Although she no longer practices medicine, Dr Pujari said her training as a doctor meant healthcare was close to her heart.
She said she was pleased the Kusuma Trust had been able to help develop the new unit.
“There's always more progress,” she said.
“There's always new things happening.”
“And it's always difficult to keep up no matter how much government's put in it.”
“There's always more to do.”
“So we want to do the additional little bit that we can do.”
The GHA’s Director General, Professor Patrick Geoghegan, who was not present at the opening, said: “I am delighted that we have been able to officially open a brand new Family Centred Neonatal Care Unit at the St Bernard’s Hospital."
"This is part of the GHA’s ongoing plan to repatriate as many services as possible to Gibraltar, thereby increasing the patient experience."
"I am particularly grateful to the Kusuma Trust for their very generous donation, which has been fundamental in making this project a reality.”

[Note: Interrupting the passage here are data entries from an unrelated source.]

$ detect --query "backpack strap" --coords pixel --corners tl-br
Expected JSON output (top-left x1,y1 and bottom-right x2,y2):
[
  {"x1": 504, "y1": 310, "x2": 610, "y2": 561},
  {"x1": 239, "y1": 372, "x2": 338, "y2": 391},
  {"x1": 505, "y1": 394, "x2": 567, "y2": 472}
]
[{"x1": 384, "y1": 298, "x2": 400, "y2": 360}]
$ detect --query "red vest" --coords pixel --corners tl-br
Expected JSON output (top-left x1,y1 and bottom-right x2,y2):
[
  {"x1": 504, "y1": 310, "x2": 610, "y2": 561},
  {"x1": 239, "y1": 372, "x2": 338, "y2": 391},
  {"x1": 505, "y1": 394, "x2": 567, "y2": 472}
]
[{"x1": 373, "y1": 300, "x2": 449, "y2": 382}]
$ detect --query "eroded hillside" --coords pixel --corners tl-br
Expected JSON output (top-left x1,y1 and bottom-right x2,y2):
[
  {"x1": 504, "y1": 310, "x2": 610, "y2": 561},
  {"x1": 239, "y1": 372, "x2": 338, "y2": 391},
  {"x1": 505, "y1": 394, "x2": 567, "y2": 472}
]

Also at the opening was the Minister for Health, Albert Isola, who thanked the Kusuma Trust.
“It's incredible,” Mr Isola said.
“We're able to do things with the support of private businesses, charitable trusts, which go the extra mile to enable us to provide the level of care that we can."
“We can't do everything. That's made very clear this morning and by the presentations that the GHA have given us.”
“But we can and we will in partnership with charities like Kusuma.”
“To be able to give the quality and level of service with this equipment and training is quite spectacular.”
“And for a community of 32,000 people, it's extraordinary that we can go this far.”
“So I'm very pleased and I'm very proud.”